Sunday, 16 June 2013

Sunday seems like a good day to ask "what is work?"

Towards the end of Jon Manel's report on the Government Digital Service which occupied five minutes of BBC Radio 4's World At One on 10 June 2013 he interviews an "evangelical preacher" called Stephen Kelly who is also the government's chief operating officer.

Mr Kelly says (30'58"-31'59") that it takes his computer seven minutes each day to boot up and that that's like three days a year wasted.

By a curious journalistic operation, Sue Cameron had pre-figured this comment of Mr Kelly's in her 5 June 2013 Telegraph article, Wash the dirty Whitehall linen in private, minister. "You have to ask if someone, somewhere is being economical with the truth", she says. "One insider tells me that, thanks to Mr Maude’s openness agenda, information about Whitehall PCs is easily available.
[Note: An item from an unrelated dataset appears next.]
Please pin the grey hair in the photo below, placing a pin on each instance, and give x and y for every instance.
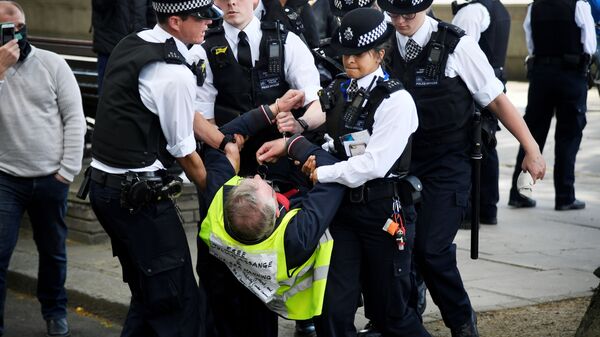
(251, 219)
He says the figures indicate that ... the average boot time is two minutes, not seven".

Mr Kelly is wrong about the "average boot time".

And that's not all he's wrong about.

The three days a year he refers to would, indeed, be wasted if he sits gaping at his screen, waiting for the machine to boot up, doing nothing else all the while, his mind empty. But surely there is work the chief operating officer could be getting on with while his machine is springing into action at the speed of light?

And, once his machine has booted up, does he imagine that he is then ipso facto working and doing something useful?